Honestly, Google Analytics is one of the most under-utilize tools in the blogging world. Everyone and their mother has it installed but they really don’t know how to use it. All those stats and numbers and no way to decipher what it all means. So today we’ll be doing Google Analytics Basics – a quick rundown of the main data you should be looking at when checking your Google Analytics.
NOTE: You’ll see me refer to pages a lot on this post. For purposes of analytics, a blog post = a page.
Audience Report – Overview
By default when you first log into Google Analytics, this is the first report you’ll see. It’s the most basics of all of the reports but that doesn’t mean it doesn’t include some important data if you’re trying to grow your blog.
By default Google Analytics shows you the last month of statistics, however you can change the date range. Simply click on the down-arrow by the date and select the date range you’ll like to see.
Sessions tells you many times someone has been on your site. Every time someone lands on your site, that’s counted as a session – whether they viewed one page or multiple pages, this is still counted as one session.
Example: Suzy first found your blog on Pinterest and looked at all your wreath tutorials. She then came back a couple days later to re-read one of your posts because she really liked that Christmas wreath project. Suzy has had two sessions on your site.
This is the actually number of people that read your blog in a period of time (by default the last 30 days – but remember you can change the date range!). Whether they’re new users or repeat users. So even though Suzy has been on your blog twice and accounted for multiple pageviews, she’s just the one user.
The bane of bloggers’ existance. As the name suggest this tells you how many times your site (posts + pages) has been viewed. Not to be confused with how many people have looked at your site – pageviews is literally how many times any of the pages have been viewed.
Example: Suzy finds your post with a Halloween wreath on Pinterest and after she reads that one post, she reads five other craft posts on wreaths (you really like wreaths) and your about page. Suzy just gave you seven page views in one session.
Pages / Session
The average number of pages viewed by users during a session – so, do users read one post and leave or do they click around, and if so how much clicking around do they do?
Avg. Session Duration
The average measure of how long readers stay on your blog – the higher, the better because that means they’re really engaging your content, reading the whole post, etc.

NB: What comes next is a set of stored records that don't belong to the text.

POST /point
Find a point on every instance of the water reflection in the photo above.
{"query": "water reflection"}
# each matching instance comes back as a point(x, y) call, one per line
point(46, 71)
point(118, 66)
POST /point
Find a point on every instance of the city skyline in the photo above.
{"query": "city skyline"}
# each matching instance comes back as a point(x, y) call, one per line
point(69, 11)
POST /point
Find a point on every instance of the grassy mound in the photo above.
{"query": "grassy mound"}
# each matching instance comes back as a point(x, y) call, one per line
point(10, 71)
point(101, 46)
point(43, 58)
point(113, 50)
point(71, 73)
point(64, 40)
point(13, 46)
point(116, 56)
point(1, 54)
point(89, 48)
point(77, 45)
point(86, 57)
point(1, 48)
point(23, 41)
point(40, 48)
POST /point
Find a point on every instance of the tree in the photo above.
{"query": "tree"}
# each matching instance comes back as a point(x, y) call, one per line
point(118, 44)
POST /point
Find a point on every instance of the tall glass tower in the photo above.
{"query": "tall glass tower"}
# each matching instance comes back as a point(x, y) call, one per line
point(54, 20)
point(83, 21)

Closely related to Pages / Session, the Bounce Rate tells the percentage of visitors only view one page on your blog.
% of New Sessions
The percentage of people that are visiting your blog for the first time.
As the name suggest this tells how you acquired users – or how users found your site. Did they find you by searching? Maybe social media? Or did another site linked to your site leading them here? Under acquisitions you’ll see different tabs and each tab is stocked full of information (go to Overview or All Traffic) –
Ever wonder which social media brings you the most traffic? Ding, ding, ding! Here’s where you’ll find that answer. For me it’s Pinterest making up a whooping 55.5% of my total traffic last month + 74% of my traffic from social media (which really scared me but that’s a post for another day).
The number of people that landed on your site directly – no searching, no social media, no links found somewhere else. Sort of. I find this to be the most useless of all data because you literally have no way of knowing how exactly people got to your site. It could’ve been that they typed your URL on their browser, they have your site bookmarked, clicked a link on an email or got here via Instagram (which doesn’t register as a social referrer).
The traffic that was referred to you by another site. So, if another blogger did a round-up post of Best Smore’s Recipes and they link to your smore’s recipe, all people that click through to your site, will show up on here. Additionally, traffic from newsletters, Bloglovin and Feedly will show up here.
Search Overview + Organic Search
This tells you how many sessions originated from people searching. Aka, people searched for something or other and your site showed up on their search results and they clicked over your to site. You can find out what pages they visited from searches and what it was that they typed in their searches (that is, what keywords they used) that lead them to your site. For more detailed information on search engine traffic check out the tab “Search Engine Optimization”.
So if we keep up with the example, in her first visit to your blog, Suzy’s session would show as a Pinterest acquisition. However, on her second time on your blog, she pulled your post from her history – that’s a direct referral.
Another good tab to check under Acquisition is “Campaigns” traffic from services like Buffer + CoSchedule, as long as the links contain the corresponding campaign tag, will show up here.
Keeping Track Of Your Analytics
So there you have it friends, the basic Google Analytics data you should be looking at, at least once a month. Why? So you can know if your promotion efforts are working – and if they aren’t so you can re-think those efforts and put time into something that actually works for you and your site.